A aplicação de tarifas de forma
pontual e dirigida pode ter efeitos positivos, mas uma guerra tarifária em larga
escala e com uma duração considerável não tem sustentação teórica ou prática,
em termos de prosperidade dos estados e cidadãos. Neste sentido, apenas se
compreende que ou estamos perante uma opção comercial transitória para
reequilíbrio da balança comercial, ou, caso seja algo para durar, estamos à
mercê de objetivos geopolíticos. Por outras palavras, as tarifas impostas são
uma arma geopolítica para obter eventuais vantagens políticas e económicas
futuras à custa da economia do presente. Contudo, importa relevar que uma
eventual futura recuperação face a quebras passadas não é um dado adquirido.

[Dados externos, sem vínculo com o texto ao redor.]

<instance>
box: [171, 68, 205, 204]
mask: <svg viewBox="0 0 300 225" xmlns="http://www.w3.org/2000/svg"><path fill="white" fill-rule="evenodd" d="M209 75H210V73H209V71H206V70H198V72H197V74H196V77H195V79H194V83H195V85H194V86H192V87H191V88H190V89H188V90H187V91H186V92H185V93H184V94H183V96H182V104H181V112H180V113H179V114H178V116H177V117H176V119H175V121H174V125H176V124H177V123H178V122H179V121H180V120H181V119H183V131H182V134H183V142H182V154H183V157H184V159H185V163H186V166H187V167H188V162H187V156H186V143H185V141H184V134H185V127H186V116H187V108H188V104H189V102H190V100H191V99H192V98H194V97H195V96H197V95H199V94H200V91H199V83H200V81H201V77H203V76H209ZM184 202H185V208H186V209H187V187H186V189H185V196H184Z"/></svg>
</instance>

O argumento que tem por base
castigar os “outros” para proteger os “nossos” através de restrições comerciais
é, por si só, falacioso. Numa guerra tarifária, tanto produtores estrangeiros
como consumidores nacionais são prejudicados por haver uma distorção da
alocação eficiente de recursos. O economista de origem judaico-portuguesa David
Ricardo, ensinou-nos que a prosperidade global é atingida se cada país se especializar
na produção de bens nos quais seja relativamente mais eficiente. Ora, as
tarifas interferem nesse processo, elevando o custo dos bens importados e
estimulando a produção doméstica de itens nos quais o país não possui vantagem
comparativa. Esta ineficiência atinge níveis ainda mais elevados em situação de
retaliação, isto é, de guerra comercial.
Finalmente, acrescente-se que as guerras tarifárias podem gerar tensões de outro tipo. Como evidenciaram Kant, Adam Smith e muitos outros pensadores, o comércio livre cria laços de interdependência entre os estados que reduzem a probabilidade de conflitos militares.